Bis zum Untergang der UdSSR beruhten, laut Kissinger, die Beziehungen zwischen Amerika und China auf einem »Dreiecksdenken «. Beide unterstellten Moskau unlautere oder gar aggressive Absichten, verdächtigten die Kremlführung, weltweite Hegemonie anzustreben. Nach Zhou Enlais und Maos Tod war Deng Xiaoping Hauptgesprächspartner für Kissinger. Über ihn vermerkt der Autor, er habe wie »der höchste aller Mandarine« regiert, kaum lautstark in der Öffentlichkeit, eher ein unsichtbarer Herrscher, aber stets omnipräsent. Kissinger schätzte ihn. Deng war der Organisator des wirtschaftlichen und internationalen politischen Aufstiegs der VR China.

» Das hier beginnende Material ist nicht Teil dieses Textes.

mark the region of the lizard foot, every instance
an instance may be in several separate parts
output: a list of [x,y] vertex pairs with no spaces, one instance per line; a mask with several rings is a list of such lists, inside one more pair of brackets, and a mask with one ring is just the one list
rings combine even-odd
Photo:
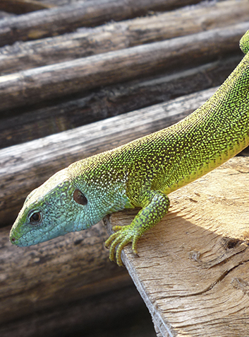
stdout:
[[134,227],[130,225],[114,226],[112,229],[116,233],[111,235],[106,241],[105,245],[110,249],[109,258],[111,261],[114,261],[116,258],[118,265],[121,266],[123,265],[121,260],[121,251],[129,242],[132,242],[133,252],[138,255],[137,243],[141,236],[141,233],[134,230]]

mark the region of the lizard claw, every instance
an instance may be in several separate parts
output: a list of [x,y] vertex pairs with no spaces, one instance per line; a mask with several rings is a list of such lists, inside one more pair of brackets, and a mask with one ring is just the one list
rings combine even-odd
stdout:
[[106,241],[105,246],[109,248],[109,259],[116,261],[118,265],[123,265],[121,260],[121,252],[126,246],[132,242],[132,249],[134,254],[138,255],[137,242],[140,235],[134,233],[134,229],[128,226],[114,226],[114,231],[116,231]]

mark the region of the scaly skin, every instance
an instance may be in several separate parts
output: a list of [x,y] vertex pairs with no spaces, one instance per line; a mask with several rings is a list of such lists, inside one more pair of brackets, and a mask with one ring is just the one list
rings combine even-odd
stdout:
[[[111,151],[72,164],[27,198],[11,242],[30,246],[85,229],[105,215],[141,207],[130,224],[115,226],[106,242],[121,265],[129,242],[166,214],[167,195],[235,156],[249,143],[249,30],[245,56],[218,91],[180,122]],[[247,54],[248,53],[248,54]]]

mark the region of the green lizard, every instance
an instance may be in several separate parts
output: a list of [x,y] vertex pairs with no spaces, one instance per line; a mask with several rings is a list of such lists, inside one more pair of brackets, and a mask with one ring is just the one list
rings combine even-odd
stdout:
[[141,207],[130,224],[114,226],[106,241],[122,265],[123,248],[168,212],[167,195],[235,156],[249,143],[249,30],[245,56],[200,108],[166,129],[72,164],[27,197],[10,234],[30,246],[81,231],[105,215]]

Schließlich befasst sich der Autor mit den erneut gestörten Beziehungen zwischen China und den USA. Das Feindbild Sowjetunion ist entfallen, für beide Staaten. Das Weltkräfteverhältnis wurde neu justiert. Rivalitäten richten sich auf Geopolitik, statt auf Ideologien. Chinas Politiker lehnten »die Ausbreitung politischer Prinzipien über die eigenen Grenzen hinaus« strikt ab, bemerkt Kissinger. Und er klagt sodann: »Die Amerikaner dagegen bestanden darauf, dass ihre Wertvorstellungen universell anwendbar seien.« US-Präsident Clinton behaupte 1992, China würde eines Tages »das gleiche Schicksal erleiden wie die kommunistischen Regime in Osteuropa und die ehemalige Sowjetunion«. Sein Außenminister Warren wollte »eine friedliche Evolution Chinas vom Kommunismus zur Demokratie« befördern. Diese hoffte er vor allem durch die Unterstützung von NGOs in China »voranzutreiben«. Doch Chinas Politiker lassen sich von niemandem in ihre Innen- und Außenpolitik hineinreden.

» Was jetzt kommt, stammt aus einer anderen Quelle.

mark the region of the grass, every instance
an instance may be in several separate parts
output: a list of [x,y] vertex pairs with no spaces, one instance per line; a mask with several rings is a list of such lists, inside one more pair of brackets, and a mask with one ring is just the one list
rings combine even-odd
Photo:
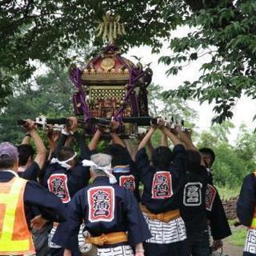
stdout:
[[222,200],[229,200],[239,194],[240,187],[230,188],[226,186],[216,186]]
[[232,233],[232,235],[228,238],[229,242],[238,246],[243,246],[246,238],[247,229],[239,228]]

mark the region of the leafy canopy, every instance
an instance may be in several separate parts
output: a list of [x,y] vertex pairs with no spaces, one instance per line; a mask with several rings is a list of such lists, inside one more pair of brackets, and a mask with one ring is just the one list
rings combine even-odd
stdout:
[[[208,54],[202,75],[186,81],[166,97],[198,98],[215,103],[222,122],[242,94],[255,98],[256,2],[254,0],[2,0],[0,9],[0,106],[6,104],[14,80],[27,81],[34,62],[69,65],[69,52],[92,44],[97,22],[106,11],[119,14],[126,35],[117,40],[124,50],[142,44],[158,51],[170,40],[173,54],[160,61],[169,74]],[[191,29],[186,36],[171,38],[178,26]]]

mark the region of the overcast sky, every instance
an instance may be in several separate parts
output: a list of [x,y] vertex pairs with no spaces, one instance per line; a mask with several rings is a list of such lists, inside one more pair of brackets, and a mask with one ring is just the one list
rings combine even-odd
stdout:
[[[204,63],[207,61],[207,56],[200,59],[199,62],[192,62],[190,66],[186,66],[182,71],[178,73],[176,76],[166,75],[166,71],[168,67],[163,64],[158,64],[158,60],[162,55],[167,55],[170,54],[170,50],[166,47],[163,47],[159,54],[152,54],[151,49],[147,46],[134,47],[129,50],[125,56],[137,62],[132,55],[142,57],[141,62],[142,64],[147,64],[152,62],[150,67],[153,70],[153,82],[158,84],[164,87],[165,90],[177,88],[182,81],[197,79],[201,74],[198,70],[201,66],[200,63]],[[200,105],[197,102],[189,102],[189,106],[194,108],[198,113],[198,130],[207,130],[211,125],[211,119],[214,116],[214,113],[212,109],[214,105],[209,105],[208,103],[203,103]],[[252,130],[256,126],[255,123],[253,123],[253,117],[256,114],[256,101],[250,100],[246,97],[242,97],[238,102],[237,106],[234,108],[234,116],[231,122],[235,125],[235,128],[230,130],[231,134],[230,136],[230,142],[234,143],[236,135],[238,132],[238,127],[245,122],[246,126]]]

Kissinger bezeugt, im »Reich der Mitte« werde eine harmonische Gesellschaft aufgebaut, in der niemand Armut leidet. Die Chinesen wollen mit anderen Völkern friedlich zusammenleben. Kissinger zitiert den einflussreichen chinesischen Außenpolitiker Dai Bingguo, der im Dezember 2010 erklärte, »am Weg der friedlichen Entwicklung festhalten« zu wollen. »Da ich ein ganzes Jahrzehnt lang viele Stunden im Gespräch mit diesem nachdenklichen und verantwortungsbewussten Spitzenpolitiker verbracht habe, ziehe ich weder seine Aufrichtigkeit noch seine Absichten in Zweifel«, kommentiert der US-Diplomat. Sein Buch sei der jetzigen US-Administration wie auch Pentagon- Strategen und NATO-Generalen als Pflichtlektüre verordnet, um sie von ihrer aggressiven Chinaphobie zu befreien.

Henry Kissinger: China. Zwischen Tradition und Moderne. Bertelsmann Verlag. 608 S., geb., 26 €.